On a related note, I sent a couple of emails this week at work where I expressed emotion. This is unusual because engineering is a rather factual, unemotional discipline. To be more specific, a few months ago when I articulated that I cared it changed my outlook on the projects I am involved in. In other words, sometimes, perhaps often, in engineering we determine that something is good enough. Well, "good enough" is often a matter of opinion. If everyone agrees, it is good enough, but when not everyone agrees that it is good enough the product suffers, at least in someone's opinion. So I expressed concern, written in emails. It reminds my of the financial emails they are always reading on the news about brokers selling bad investments. Obviously it is not like that at all. It is rather like producing B work versus A work, although to be business honest about it, B work costs $X and A work costs $10X. Anyway, it's interesting. I am learning both about the economic realities of business and my personal quality values. I will say, customers, your voice carries weight.

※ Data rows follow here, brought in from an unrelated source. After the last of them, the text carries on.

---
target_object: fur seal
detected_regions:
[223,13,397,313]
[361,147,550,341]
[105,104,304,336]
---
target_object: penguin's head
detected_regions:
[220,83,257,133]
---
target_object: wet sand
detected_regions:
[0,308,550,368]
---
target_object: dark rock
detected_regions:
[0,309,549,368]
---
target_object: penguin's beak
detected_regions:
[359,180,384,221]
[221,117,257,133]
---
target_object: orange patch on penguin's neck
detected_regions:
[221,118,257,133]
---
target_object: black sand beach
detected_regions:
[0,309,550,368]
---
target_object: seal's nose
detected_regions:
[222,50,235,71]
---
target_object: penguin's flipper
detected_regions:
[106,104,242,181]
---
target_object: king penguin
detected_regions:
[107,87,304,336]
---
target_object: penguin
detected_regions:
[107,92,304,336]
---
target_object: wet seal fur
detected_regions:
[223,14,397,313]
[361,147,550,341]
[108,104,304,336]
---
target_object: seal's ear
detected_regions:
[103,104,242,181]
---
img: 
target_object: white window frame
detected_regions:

Running was interesting to say the least. Sunday I ran 12 miles with three Loras alumni at a modest 6:43 pace, which given my relative low state of fitness, was a task. I did not run Monday, trespassed on private property in a five mile run Tuesday, and took Wednesday off as well. The private property incident, unintentional, won't happen again. Don't worry too much I was not shot at or sent to jail. I had a massage Wednesday night and as often happens my body rebounds after such an event and by Saturday I doubled for more than 23 miles on the day. So I ran 60 miles this week, in five days of running, and I am probably going to be injured again.

Coaching was a mixed bag. I had some very nice runs and good conversations. The season, and years ahead, looks to be just fantastic! Yet the wisdom and relationships of a few force me to really wonder about the future stability of a number of individuals. These situations are so foreign to me that I have no idea what to make of them. Perhaps these things are normal? I do not know. Regardless, I am committed to the development of these individuals because once again, I care. Perhaps these issues are simply standard faire in the realm of working with young people.

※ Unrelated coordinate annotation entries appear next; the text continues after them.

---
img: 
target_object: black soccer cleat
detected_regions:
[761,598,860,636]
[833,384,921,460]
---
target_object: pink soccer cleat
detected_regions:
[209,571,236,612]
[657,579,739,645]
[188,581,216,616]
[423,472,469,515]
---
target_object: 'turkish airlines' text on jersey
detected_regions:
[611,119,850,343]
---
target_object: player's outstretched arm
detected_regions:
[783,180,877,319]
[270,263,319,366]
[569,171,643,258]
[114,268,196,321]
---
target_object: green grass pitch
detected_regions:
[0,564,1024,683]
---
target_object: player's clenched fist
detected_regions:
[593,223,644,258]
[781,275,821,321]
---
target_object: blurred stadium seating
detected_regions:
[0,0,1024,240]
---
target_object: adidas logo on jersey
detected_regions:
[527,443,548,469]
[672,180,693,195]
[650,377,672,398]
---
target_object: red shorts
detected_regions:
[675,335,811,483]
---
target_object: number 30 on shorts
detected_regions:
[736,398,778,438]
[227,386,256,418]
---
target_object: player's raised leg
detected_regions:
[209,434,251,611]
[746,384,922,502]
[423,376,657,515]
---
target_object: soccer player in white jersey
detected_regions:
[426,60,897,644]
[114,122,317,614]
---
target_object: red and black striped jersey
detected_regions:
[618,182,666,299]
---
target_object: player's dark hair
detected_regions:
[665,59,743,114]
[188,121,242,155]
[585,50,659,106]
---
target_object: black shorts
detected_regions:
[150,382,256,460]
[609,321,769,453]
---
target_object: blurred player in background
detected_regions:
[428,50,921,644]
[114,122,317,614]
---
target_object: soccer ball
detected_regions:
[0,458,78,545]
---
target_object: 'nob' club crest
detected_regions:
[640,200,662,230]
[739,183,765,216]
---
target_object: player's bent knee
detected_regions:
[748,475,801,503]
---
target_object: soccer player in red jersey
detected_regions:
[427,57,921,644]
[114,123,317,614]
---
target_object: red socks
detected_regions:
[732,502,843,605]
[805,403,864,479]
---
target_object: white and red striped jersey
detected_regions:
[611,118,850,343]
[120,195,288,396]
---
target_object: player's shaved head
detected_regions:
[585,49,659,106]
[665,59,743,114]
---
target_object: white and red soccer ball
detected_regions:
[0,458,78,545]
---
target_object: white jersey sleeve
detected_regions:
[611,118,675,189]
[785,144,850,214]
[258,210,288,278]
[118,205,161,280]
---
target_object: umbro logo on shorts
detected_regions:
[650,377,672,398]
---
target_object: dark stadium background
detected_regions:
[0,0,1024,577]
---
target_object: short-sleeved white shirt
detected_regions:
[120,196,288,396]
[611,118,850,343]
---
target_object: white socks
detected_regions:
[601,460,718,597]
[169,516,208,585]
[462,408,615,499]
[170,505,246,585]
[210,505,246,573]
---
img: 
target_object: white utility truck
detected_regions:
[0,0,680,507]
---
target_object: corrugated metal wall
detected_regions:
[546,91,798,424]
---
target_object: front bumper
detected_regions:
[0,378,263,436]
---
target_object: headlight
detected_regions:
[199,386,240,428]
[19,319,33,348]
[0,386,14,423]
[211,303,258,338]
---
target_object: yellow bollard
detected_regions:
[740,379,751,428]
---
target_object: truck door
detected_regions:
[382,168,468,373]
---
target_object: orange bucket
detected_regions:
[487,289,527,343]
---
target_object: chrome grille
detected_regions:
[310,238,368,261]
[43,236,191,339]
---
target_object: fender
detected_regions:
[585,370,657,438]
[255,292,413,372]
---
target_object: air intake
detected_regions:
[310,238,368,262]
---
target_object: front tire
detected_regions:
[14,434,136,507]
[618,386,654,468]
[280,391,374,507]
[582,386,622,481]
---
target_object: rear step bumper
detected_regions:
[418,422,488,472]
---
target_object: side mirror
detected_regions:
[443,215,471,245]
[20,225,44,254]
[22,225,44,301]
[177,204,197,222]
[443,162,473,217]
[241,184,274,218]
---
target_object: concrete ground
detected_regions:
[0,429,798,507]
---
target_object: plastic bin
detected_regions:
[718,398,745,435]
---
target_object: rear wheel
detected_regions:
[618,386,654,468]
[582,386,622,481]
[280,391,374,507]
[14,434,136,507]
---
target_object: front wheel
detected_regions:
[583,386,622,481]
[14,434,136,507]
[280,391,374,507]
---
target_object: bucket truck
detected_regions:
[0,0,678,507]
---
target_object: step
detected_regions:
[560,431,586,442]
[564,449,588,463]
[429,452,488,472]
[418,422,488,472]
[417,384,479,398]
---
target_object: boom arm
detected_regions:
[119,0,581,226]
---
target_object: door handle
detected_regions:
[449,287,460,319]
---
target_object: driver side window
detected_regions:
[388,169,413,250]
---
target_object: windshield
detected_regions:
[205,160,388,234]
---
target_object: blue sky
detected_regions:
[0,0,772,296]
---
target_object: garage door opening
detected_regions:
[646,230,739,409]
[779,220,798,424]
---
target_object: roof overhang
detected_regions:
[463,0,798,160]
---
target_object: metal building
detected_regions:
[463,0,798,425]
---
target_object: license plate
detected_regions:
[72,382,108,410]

Interestingly enough, November was the first month ever in the 46 months this blog has existed that I did not experience year over year growth in pageviews or visits. I seem to be leveling out in the 50-60 visits and 70-90 pageviews per day range. However, I see that as a temporary dip as I continue to develop my platform. Additionally, I have not been doing much publicity recently, and that is usually good for hundreds of hits.

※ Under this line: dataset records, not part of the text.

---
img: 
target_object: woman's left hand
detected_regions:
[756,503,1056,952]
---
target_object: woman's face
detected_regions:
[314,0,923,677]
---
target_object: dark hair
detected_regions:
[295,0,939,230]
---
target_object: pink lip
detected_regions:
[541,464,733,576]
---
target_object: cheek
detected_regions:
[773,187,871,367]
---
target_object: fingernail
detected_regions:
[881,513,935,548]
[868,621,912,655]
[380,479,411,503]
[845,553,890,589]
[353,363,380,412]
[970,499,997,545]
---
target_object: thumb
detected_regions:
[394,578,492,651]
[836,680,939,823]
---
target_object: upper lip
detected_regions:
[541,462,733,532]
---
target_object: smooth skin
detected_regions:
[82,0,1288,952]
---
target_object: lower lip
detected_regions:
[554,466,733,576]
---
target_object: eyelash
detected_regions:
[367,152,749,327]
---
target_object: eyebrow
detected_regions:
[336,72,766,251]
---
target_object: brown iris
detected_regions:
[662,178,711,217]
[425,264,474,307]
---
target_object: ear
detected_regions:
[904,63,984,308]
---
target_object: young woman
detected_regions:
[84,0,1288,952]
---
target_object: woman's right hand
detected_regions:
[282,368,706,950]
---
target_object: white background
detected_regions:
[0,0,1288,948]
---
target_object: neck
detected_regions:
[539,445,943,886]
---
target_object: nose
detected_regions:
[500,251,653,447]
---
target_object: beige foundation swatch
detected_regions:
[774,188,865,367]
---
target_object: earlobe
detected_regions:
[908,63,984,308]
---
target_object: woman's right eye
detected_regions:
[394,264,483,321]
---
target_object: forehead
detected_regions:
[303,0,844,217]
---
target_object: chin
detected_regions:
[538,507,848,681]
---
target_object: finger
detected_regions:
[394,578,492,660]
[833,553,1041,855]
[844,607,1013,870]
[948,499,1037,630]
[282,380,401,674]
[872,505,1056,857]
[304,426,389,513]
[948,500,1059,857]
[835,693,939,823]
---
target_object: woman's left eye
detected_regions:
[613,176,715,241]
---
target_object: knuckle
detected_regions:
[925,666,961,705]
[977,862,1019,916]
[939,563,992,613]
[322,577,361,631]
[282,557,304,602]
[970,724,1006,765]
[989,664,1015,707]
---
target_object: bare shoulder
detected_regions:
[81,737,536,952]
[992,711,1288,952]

Janzen Gear Hangboards are for sale!

My social life deserves a mention. I might as well be a counselor or therapist. At every turn in my life I am blessed. My life is very simple. My baggage, while heavy and regrettable, fits in one carry-on. That needs to be clarified. My sins are extremely significant and destructive.  The enormity of my transgressions is unmeasurable. Still my blessings have an abundance I can not fathom. To hear of the struggles of my friends and acquaintances intrigues and astounds me. Of the several issues that came up for the first time to me in the last week, I can not mention a single one because each one is so unique that it would be immediately obvious to several people which incident was about which person. That is another idea, are these issues unique or am I just naive? The world is a scary place.

I am here to hear. However, one of these days I will die, probably sooner rather than later in the grand scheme of things, and I will not be here any more. An article on death, and the beginning of a new mini-series tomorrow. In the meantime, how can I help?

Thank you for reading! It is always a huge compliment, that I will try to deny in person, when someone says, "I read your blog." I am so blessed. I hope that this blog is one small way that I can share the abundance and experience of my life with others.